Breastfeeding mothers should learn how taking birth control can affect their breast milk and their baby. There are several factors to take into consideration when deciding what kind of birth control to use while nursing.
Should you use birth control while breastfeeding?
You should use a form of birth control if you don’t want to become pregnant. Breastfeeding can be considered birth control for the first six months if you breastfeed exclusively. Women are encouraged to give their body a year of rest between pregnancies, for the health of both the baby and the mother.
What birth control is best while breastfeeding?
Non-hormonal options such as condoms, the copper IUD (ParaGuard), and withdrawal (pull out method) are the best options for birth control while nursing. These won’t interfere with your breast milk supply. It is normal for breastfeeding women to need extra lubrication during sex, so keep this in mind.
What birth control methods should be avoided while breastfeeding?
At least for the first two months up to six months after giving birth you should avoid hormonal birth control, as these can interfere with your breast milk supply. Other concerns with hormonal birth control include passing the hormones to your baby through the breast milk. With the lack of sleep common to mothers of newborns, it can be difficult to remember to take a pill at the same time every day.
Isn’t breastfeeding birth control?
Breastfeeding may help to prevent pregnancy in the first six months only if you are breastfeeding exclusively. The rate of pregnancy when using breastfeeding as birth control correctly is about 1 in 100, according to Planned Parenthood.
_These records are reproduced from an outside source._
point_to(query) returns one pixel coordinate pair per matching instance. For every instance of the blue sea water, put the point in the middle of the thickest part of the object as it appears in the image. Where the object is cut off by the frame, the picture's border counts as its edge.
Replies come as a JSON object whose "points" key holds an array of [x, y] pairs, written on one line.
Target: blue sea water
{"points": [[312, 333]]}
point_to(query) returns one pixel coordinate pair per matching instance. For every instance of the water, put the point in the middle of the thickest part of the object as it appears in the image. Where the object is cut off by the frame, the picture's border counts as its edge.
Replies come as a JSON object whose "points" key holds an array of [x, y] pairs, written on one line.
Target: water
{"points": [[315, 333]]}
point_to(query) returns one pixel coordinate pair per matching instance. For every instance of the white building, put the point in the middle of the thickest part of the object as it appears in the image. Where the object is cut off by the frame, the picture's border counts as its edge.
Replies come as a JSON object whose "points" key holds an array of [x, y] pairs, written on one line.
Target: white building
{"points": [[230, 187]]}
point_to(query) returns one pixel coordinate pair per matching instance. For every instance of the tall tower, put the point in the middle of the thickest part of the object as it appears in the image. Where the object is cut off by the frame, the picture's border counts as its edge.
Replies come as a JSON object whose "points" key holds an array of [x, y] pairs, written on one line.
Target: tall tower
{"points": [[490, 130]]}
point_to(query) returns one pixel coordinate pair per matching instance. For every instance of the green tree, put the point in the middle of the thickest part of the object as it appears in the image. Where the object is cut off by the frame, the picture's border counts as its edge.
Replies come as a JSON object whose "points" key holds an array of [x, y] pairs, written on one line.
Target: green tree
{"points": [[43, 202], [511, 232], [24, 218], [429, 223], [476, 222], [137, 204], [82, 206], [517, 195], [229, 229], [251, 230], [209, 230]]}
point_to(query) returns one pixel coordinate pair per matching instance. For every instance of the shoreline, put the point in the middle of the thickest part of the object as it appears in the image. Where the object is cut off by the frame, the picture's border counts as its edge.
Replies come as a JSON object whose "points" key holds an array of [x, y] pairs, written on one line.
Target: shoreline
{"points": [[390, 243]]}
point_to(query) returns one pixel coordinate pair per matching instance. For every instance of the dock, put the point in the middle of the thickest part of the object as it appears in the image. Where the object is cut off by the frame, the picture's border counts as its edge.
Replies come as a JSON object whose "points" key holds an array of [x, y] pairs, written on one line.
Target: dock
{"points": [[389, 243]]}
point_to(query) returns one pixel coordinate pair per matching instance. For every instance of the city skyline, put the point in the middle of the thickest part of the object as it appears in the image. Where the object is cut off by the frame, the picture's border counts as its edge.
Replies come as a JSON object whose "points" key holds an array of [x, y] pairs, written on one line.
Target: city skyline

To consider using breastfeeding as birth control as effective the mother must exclusively breastfeed around the clock.
Planned Parenthood describes continuous breastfeeding as being at least once every four hours during the day and every six hours at night. Their website states that continuous breastfeeding is effective as birth control for the first six months as long as the mother has not had a period since giving birth and does not supplement with other foods. Breastfeeding as birth control is only effective the first six months, after this point another birth control method should be used.
What if I get pregnant while breastfeeding?
Once you become pregnant, if you are still breastfeeding, you’ll notice a reduction in breast milk supply. If you choose to continue the pregnancy, you may try to continue breastfeeding, but most likely you will need to supplement with formula or cows milk(after baby is at least one year old).
Find the birth control method that will work for you while nursing your baby. All women are different and will have different needs.